ANHA(Applied and numerical harmonic analysis)was born as powerful tool of nonlinear analysis and then is applying widely to particular analysis, digital processing, diagnosis system of fault, image processing, financial time series processing. ANHA was born at the latter of 1980's and then after that it has been applied widely with the fashion in technology. The important problem is basis study of construction of wavelet basis.
By Y. Meyer, S. Mallat, I. Daubechies, D. Donoho, J. Benedetto, the MRA principle composing wavelet as a tool for nonlinear analysis and especial wavelet function were born. The all the class of wavelet is the set of functions satisfying admission condition of wavelet. Their achievement is limited to composition of some class of wavelet function and only principle method. In some case, only special wavelet function was get. Such as Meyer's wavelet, Daubechies's wavelet and so on.
The wavelet function specify technical function by it's mathematical behavior. We propose the method that compose the wavelet function with bandlimitted, normality, interpolation property, symmetry and orthogonal and we get the wavelet formula of the class.
And we proposed the united method of composing wavelet filter and then we get material wavelet filter. Therefore we can design optimal filter depends on technical subject.
We applied the result of wavelet basis function to the solver of Schrodinger equation, KDV equation and Maxwell equation.
And we get the excellent result with the precision of nano-order.
These results can be used in material design, exploration of the new electronic product and analysis of electronic information such as signal processing with high precision.
We will advance in ANHA and electronic information technology.

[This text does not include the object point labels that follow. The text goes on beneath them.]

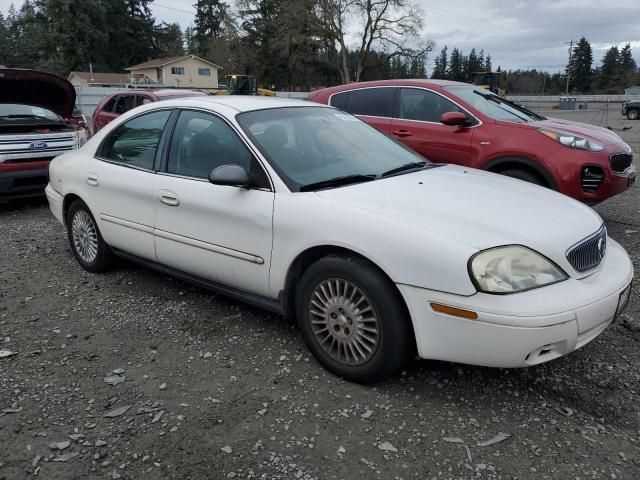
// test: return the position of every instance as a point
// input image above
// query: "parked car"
(631, 109)
(376, 252)
(36, 125)
(464, 124)
(113, 105)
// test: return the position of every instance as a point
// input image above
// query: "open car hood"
(41, 89)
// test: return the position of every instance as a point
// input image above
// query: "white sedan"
(307, 211)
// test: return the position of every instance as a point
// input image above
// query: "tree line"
(288, 44)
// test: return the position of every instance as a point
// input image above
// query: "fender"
(525, 162)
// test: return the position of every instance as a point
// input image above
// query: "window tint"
(202, 142)
(108, 107)
(125, 103)
(135, 142)
(375, 102)
(416, 104)
(339, 100)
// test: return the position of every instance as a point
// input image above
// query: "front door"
(221, 233)
(417, 125)
(122, 177)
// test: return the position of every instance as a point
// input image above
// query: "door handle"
(169, 198)
(92, 180)
(402, 133)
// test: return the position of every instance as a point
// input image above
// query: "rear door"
(417, 125)
(373, 105)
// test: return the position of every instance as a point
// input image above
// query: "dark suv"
(631, 109)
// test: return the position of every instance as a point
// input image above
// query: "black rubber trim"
(246, 297)
(526, 162)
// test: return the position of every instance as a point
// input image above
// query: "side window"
(339, 100)
(108, 107)
(423, 105)
(375, 102)
(125, 103)
(135, 142)
(202, 142)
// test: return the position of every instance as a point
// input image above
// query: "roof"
(110, 78)
(246, 103)
(160, 62)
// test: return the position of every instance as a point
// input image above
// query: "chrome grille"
(620, 161)
(588, 253)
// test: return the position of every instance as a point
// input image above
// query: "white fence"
(579, 98)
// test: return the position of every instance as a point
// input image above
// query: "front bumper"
(522, 329)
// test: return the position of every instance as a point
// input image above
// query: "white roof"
(245, 103)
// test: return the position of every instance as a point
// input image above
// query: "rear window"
(373, 102)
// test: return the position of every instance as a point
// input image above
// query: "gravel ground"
(203, 387)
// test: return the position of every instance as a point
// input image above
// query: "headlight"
(512, 269)
(572, 141)
(81, 137)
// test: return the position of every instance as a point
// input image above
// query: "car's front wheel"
(353, 319)
(85, 239)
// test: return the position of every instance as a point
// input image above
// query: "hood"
(600, 134)
(475, 208)
(37, 88)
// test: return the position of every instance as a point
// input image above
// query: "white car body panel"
(420, 229)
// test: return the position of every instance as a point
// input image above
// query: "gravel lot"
(215, 389)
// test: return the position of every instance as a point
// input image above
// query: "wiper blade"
(405, 168)
(337, 182)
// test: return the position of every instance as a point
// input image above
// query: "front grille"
(592, 178)
(620, 161)
(588, 253)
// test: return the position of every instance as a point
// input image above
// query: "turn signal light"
(456, 312)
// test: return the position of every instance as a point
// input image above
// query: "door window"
(202, 142)
(423, 105)
(374, 102)
(125, 103)
(135, 142)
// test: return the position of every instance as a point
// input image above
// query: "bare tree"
(390, 26)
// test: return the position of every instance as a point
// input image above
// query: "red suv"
(453, 122)
(115, 104)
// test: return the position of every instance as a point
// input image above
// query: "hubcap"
(85, 236)
(344, 321)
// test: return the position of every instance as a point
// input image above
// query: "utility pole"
(566, 90)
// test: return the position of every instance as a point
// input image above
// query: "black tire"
(103, 258)
(394, 338)
(524, 175)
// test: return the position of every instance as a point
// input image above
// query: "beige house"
(188, 71)
(92, 79)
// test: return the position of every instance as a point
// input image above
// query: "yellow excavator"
(244, 85)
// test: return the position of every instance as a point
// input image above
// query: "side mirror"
(233, 175)
(454, 119)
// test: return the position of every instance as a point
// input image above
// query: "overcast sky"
(517, 33)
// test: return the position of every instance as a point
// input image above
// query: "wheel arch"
(500, 164)
(307, 257)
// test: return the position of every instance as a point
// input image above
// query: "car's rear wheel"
(524, 175)
(85, 239)
(353, 319)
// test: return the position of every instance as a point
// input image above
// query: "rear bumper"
(23, 180)
(523, 329)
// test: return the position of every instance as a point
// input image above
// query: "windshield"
(492, 105)
(21, 111)
(316, 145)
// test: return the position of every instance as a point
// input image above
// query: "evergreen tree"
(579, 68)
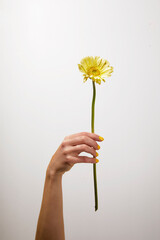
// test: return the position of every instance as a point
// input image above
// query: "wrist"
(51, 174)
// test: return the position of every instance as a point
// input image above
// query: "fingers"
(80, 148)
(94, 136)
(81, 159)
(83, 138)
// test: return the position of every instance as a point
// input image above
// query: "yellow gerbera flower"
(95, 68)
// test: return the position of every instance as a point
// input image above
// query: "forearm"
(50, 223)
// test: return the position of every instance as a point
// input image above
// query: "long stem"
(94, 164)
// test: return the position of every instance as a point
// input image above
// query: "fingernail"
(101, 138)
(98, 147)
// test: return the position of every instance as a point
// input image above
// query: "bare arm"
(50, 224)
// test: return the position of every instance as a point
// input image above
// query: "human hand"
(67, 153)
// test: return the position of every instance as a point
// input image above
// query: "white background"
(43, 99)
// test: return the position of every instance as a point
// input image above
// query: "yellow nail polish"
(101, 138)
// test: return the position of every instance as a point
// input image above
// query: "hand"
(67, 153)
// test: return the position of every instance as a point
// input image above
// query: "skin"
(50, 224)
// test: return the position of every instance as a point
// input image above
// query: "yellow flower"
(95, 68)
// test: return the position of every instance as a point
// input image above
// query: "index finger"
(94, 136)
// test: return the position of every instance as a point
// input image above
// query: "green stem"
(94, 164)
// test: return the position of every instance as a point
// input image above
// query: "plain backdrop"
(43, 99)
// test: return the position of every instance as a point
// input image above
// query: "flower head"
(95, 68)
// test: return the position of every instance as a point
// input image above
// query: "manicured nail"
(101, 138)
(98, 147)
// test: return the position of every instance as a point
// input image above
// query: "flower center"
(94, 71)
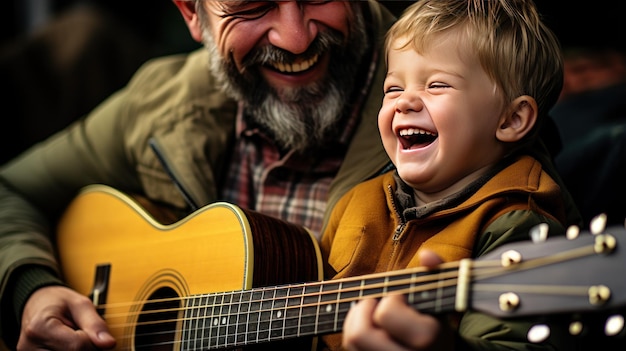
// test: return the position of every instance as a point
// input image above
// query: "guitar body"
(111, 249)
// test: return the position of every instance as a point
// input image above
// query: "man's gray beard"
(299, 119)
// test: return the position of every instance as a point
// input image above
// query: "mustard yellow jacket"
(367, 233)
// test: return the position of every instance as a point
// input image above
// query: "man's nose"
(292, 29)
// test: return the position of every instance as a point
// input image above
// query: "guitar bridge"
(100, 287)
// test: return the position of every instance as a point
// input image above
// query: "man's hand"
(58, 318)
(392, 325)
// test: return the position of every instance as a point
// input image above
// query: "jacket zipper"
(397, 233)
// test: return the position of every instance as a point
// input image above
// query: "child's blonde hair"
(515, 48)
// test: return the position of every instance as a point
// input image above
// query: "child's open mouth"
(413, 138)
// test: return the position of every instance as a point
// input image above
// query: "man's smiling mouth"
(413, 138)
(295, 67)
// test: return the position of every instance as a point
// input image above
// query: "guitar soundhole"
(156, 326)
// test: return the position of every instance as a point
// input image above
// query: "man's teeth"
(295, 67)
(414, 131)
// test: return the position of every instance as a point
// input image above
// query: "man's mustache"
(271, 55)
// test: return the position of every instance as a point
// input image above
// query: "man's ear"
(519, 119)
(190, 15)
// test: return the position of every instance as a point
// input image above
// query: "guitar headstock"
(571, 277)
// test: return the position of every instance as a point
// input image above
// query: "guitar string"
(493, 268)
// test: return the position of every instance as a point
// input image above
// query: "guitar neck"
(239, 318)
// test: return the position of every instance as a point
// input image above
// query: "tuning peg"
(538, 333)
(572, 232)
(614, 325)
(598, 224)
(539, 233)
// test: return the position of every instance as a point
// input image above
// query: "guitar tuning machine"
(510, 257)
(509, 301)
(598, 224)
(599, 294)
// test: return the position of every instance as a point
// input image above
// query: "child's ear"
(519, 119)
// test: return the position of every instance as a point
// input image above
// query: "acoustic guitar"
(224, 277)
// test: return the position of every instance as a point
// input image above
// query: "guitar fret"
(293, 311)
(326, 319)
(278, 316)
(309, 310)
(233, 319)
(205, 310)
(194, 321)
(211, 332)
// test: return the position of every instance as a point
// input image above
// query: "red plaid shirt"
(291, 186)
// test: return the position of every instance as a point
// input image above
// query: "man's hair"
(515, 48)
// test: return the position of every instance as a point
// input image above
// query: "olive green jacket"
(171, 113)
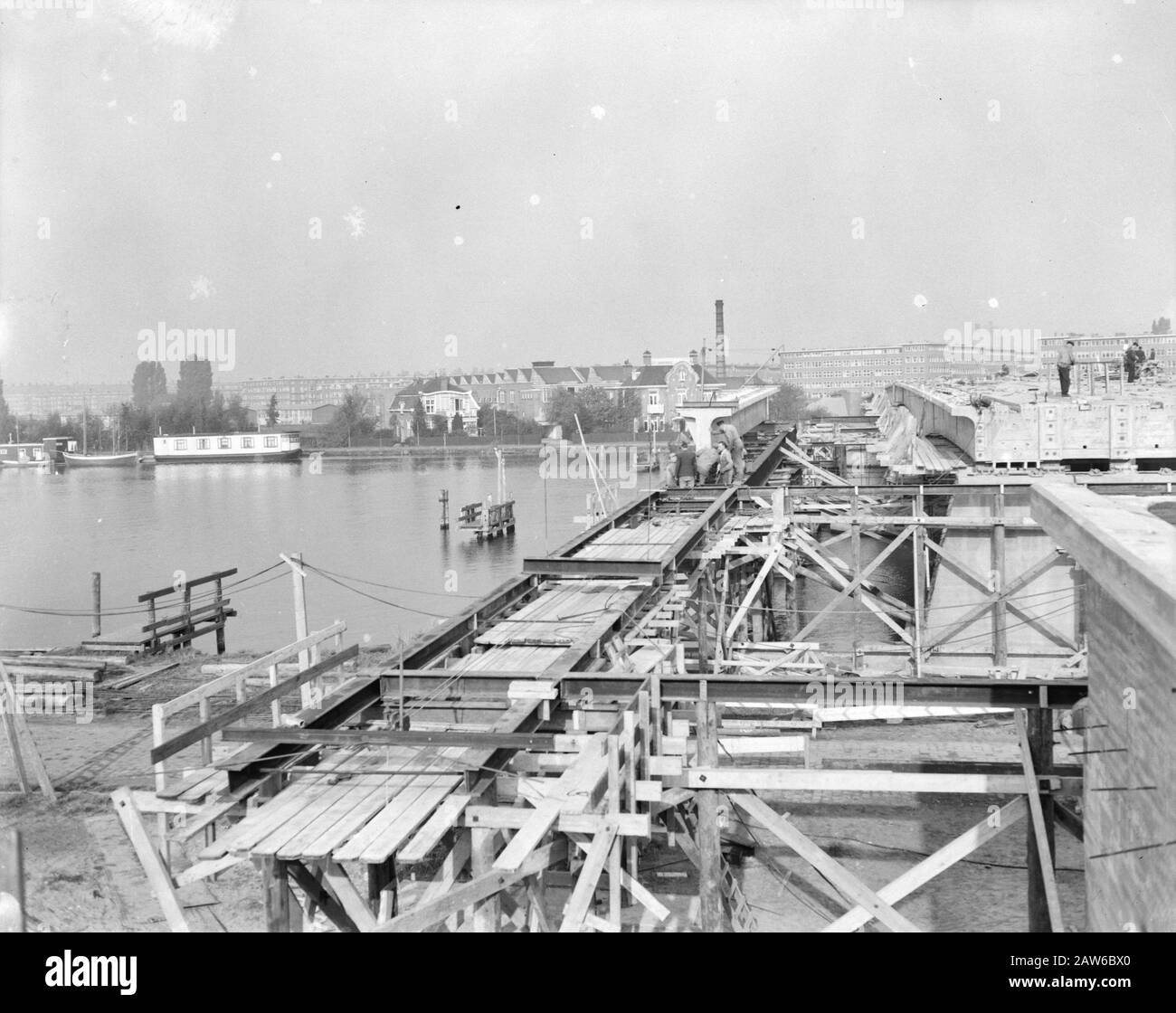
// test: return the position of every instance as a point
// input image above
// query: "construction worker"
(1065, 364)
(735, 444)
(685, 474)
(725, 466)
(1133, 358)
(705, 464)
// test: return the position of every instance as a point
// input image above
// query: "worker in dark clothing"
(1133, 358)
(686, 462)
(726, 464)
(1065, 364)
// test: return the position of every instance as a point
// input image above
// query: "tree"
(148, 385)
(788, 403)
(193, 393)
(351, 419)
(236, 415)
(592, 404)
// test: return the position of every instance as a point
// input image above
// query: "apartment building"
(1110, 348)
(821, 372)
(299, 397)
(67, 400)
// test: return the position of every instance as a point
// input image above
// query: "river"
(364, 521)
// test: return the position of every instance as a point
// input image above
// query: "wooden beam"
(348, 897)
(846, 883)
(794, 780)
(157, 876)
(589, 876)
(12, 882)
(571, 793)
(854, 585)
(710, 856)
(769, 562)
(1041, 856)
(482, 847)
(310, 882)
(466, 895)
(934, 864)
(223, 721)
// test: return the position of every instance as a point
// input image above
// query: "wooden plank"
(412, 817)
(259, 667)
(138, 677)
(934, 864)
(636, 891)
(12, 882)
(487, 914)
(310, 882)
(348, 897)
(375, 835)
(836, 874)
(201, 870)
(436, 827)
(149, 858)
(18, 727)
(1045, 857)
(795, 780)
(235, 714)
(502, 817)
(709, 843)
(571, 793)
(463, 895)
(589, 876)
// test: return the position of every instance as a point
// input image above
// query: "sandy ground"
(82, 874)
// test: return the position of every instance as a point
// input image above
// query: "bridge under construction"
(659, 684)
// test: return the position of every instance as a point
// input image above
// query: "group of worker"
(721, 463)
(1135, 361)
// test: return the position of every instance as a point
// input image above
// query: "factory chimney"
(720, 341)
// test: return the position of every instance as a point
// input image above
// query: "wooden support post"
(918, 585)
(14, 724)
(631, 789)
(614, 855)
(487, 914)
(157, 876)
(704, 635)
(855, 553)
(12, 883)
(710, 857)
(220, 619)
(381, 888)
(1035, 730)
(1000, 609)
(278, 895)
(301, 624)
(10, 727)
(95, 590)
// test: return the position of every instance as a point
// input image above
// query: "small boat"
(101, 459)
(224, 447)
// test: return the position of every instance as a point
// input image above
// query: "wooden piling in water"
(95, 584)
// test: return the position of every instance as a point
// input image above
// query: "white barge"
(216, 447)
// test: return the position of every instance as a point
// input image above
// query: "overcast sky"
(575, 180)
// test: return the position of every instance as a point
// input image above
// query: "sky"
(360, 187)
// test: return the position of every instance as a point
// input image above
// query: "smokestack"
(720, 341)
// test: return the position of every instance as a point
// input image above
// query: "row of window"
(224, 443)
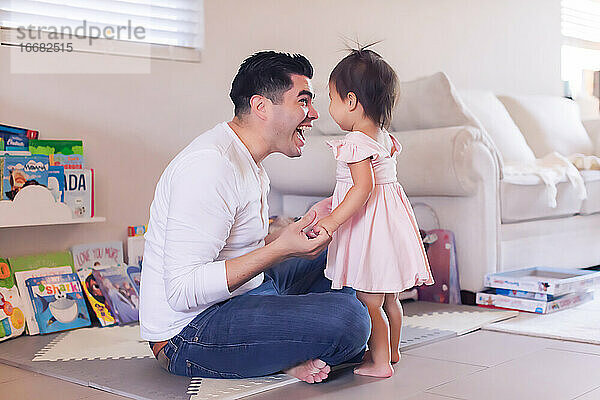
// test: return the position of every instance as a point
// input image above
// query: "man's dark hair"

Specially, we studied on the adaptive wavelet collocation time domain method by composing our new interpolating wavelet for the numerical solution of Maxwell's equations. In this method a computational grid is dynamically adapted at each time step by using the wavelet decomposition of the field. In the regions where the fields are highly localized, the method assigns more grid points; and in the regions where the fields are sparse, there will be less grid points. On the adapted grid, update schemes with high spatial order and explicit time stepping are formulated. The method has high compression rate, which substantially reduces the computational cost allowing efficient use of computational resources.